I know a man whose last name is Storm
He has three daughters: Summer, April, and Haley.
What monster plays the most April Fool’s jokes?
Prankenstein!
“October: This is one of the particularly dangerous months to invest in stocks. Other dangerous months are July, January, September, April, November, May, March, June, December, August and February.” Mark Twain
Has anyone else's gardening skills improved during this quarantine like mine have?
I planted myself on the sofa at the beginning of April and I've grown bigger ever since.
Babies born March 31st are the easiest to prank on April Fool’s
They were literally born yesterday.
Easter and April Fools’ are on the same day this year.
For efficiency, send your kids to look for eggs that you haven’t hidden.
In the spirit of Easter, I've hidden eggs around the appartment.
In the spirit of April Fools, I'm not telling my roommates.
GF - I'm sorry babe but I've cheated on you.

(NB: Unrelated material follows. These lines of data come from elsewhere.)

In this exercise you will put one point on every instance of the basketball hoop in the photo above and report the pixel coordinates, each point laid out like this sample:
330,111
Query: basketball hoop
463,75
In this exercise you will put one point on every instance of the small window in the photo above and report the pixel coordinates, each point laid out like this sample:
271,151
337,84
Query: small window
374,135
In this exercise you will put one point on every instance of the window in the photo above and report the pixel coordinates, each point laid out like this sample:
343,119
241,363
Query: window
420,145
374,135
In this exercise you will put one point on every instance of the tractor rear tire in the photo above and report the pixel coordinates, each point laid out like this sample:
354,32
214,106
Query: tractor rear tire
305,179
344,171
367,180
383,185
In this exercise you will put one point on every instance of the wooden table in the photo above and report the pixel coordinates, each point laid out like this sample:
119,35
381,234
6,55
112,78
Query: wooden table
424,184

BF - I'm sorry as well, I've also cheated on you.

GF - April fools day!

BF - Mine was on the 24th of March.
Surviving an attempted murder on April 1st.
Is just gods way of saying "April Fools"
Why Do News Channels love April Fools Day?
Because it's socially acceptable to do what they already do every day of the year.
This April fools, I decided to swipe right on only the ugly people on Tinder and then burn them.
Still no matches.
As an April fools joke, I told my SO that I was pregnant...
...sadly she didn't fall for it.
Easter this year is April Fools Day
Just remember that so you don't fall for any crazy stories like people coming back from the dead.
For April fools my girlfriend replaced my alphabits with Cheerios.
I have no words to say how angry I am.
Did you know the first Easter and ther first April Fools Day coincided as well?
The founder of both was a real trickster... He faked his own death!